Kent – A Topographical Map Of The County Of Kent, In Twenty Five Sheets. On A Scale Of Two Inches To A Mile, From An Actual Survey;
Printed for A. Dury in Dukes Court, St. Martins Lane and W. Herbert, at No 27 in Gulstons Square. White Chappel.. Published according to Act of Parliament January 1st. 1769.
In which are expressed all the roads, lanes, churches, towns, villages, noblemen and gentlemens seats, roman roads, hills, rivers, woods, cottages and every thing remarkable in the county; together with the division of the lathes and their subdivision into hundreds. by jno. c. andrews, andw. dury, and w. herbert.

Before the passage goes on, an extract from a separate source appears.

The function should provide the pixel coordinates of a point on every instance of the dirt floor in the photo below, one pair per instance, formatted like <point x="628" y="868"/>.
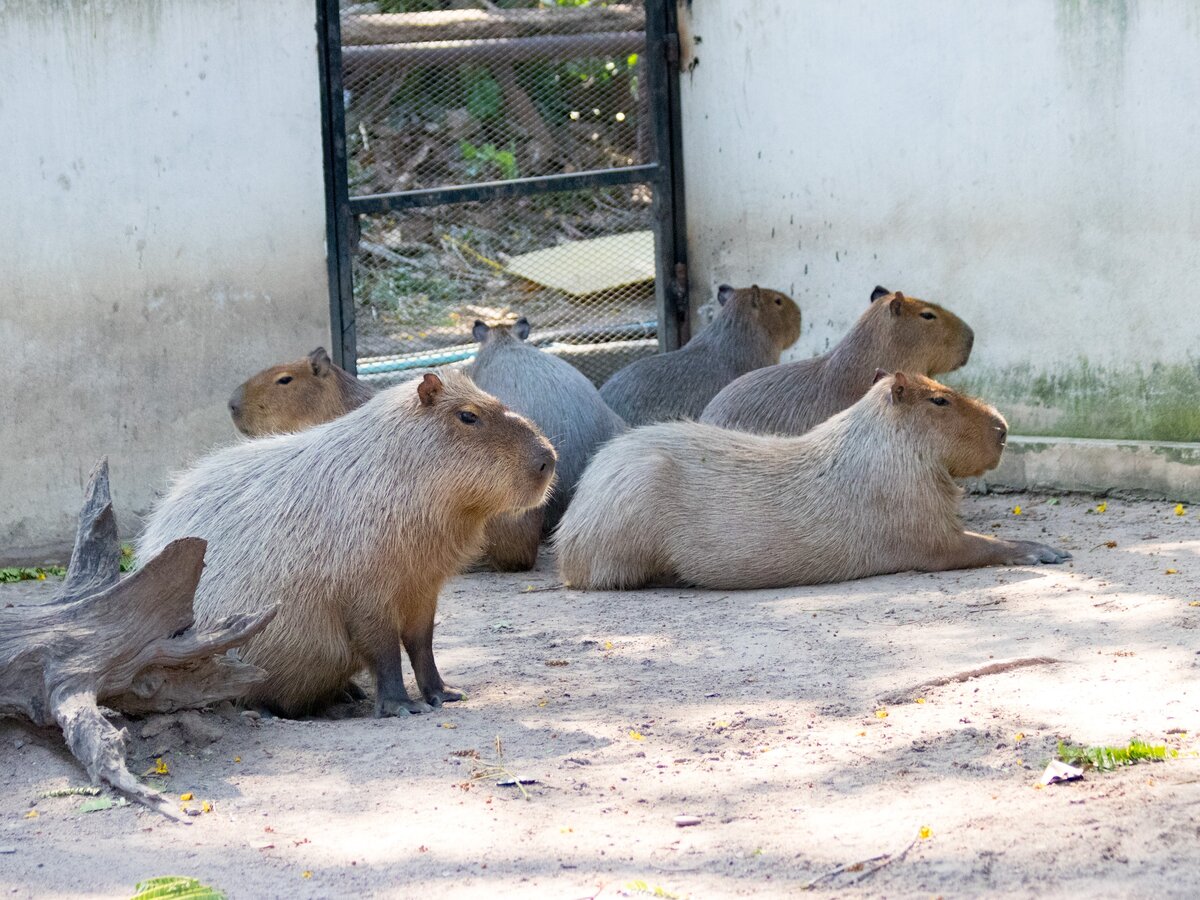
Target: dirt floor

First edition. Folio. 16 x 21.5 inches. Each map approx. 28 x 21 inches. A Map of the County of Kent (index map) and 25 copper-engraved hand-coloured in outline. The engraved title and dedication form sheets 25 and 21, and a Plan of the Town of Sandwich is located in the lower left hand corner of map 22. These maps are at a scale of two inches to the mile. Nothing larger was issued until the 25 inch Ordnance Survey maps of the mid-nineteenth century. Additionally in this copy is a large scale plan of Canterbury also by Andrews and published by Dury and Herbert, dated 1768 which is extra to this copy. In this example there is another additional plate of a large scale plan of London as it appeared in 1560, which is lithographically reproduced from a picture formerly in Sir Hans Sloane's Museum and published by Mssrs E Bonser and Son, Tea Merchants. The index map, divided into numbered squares to help you find any map in the collection within is signed T. Kitchin, Sculp.; Maps 2, 3, 8-10, 13, 14, 17-19 and 20 signed John Andrews, Sculp. A rare atlas of the county of Kent; Andrews and Dury published their famous atlas some thirty years before the Ordnance Survey, immediately becoming the best large scale maps of the county. It is thought that Edward Hasted based his maps of the Hundreds of Kent on Andrews and Dury's work. The finely engraved hatching at once distinguishes these sheets from other maps of the period and the use of the large scale enables one to see individual houses and, particularly, the ground plans of the country seats, many of which are identified with their owners' names; even the houses of the lesser gentry are included. A circular of 1765 sought subscriptions for this project Andrews appears to have been the principal engraver and possibly surveyor as well, Dury and Herbert were booksellers in London who backed the project. The Map was reprinted in 1775, 1779 and 1794 all the issues are rare and highly prized. The map was issued in this first edition as uncoloured sheets, and coloured in outline.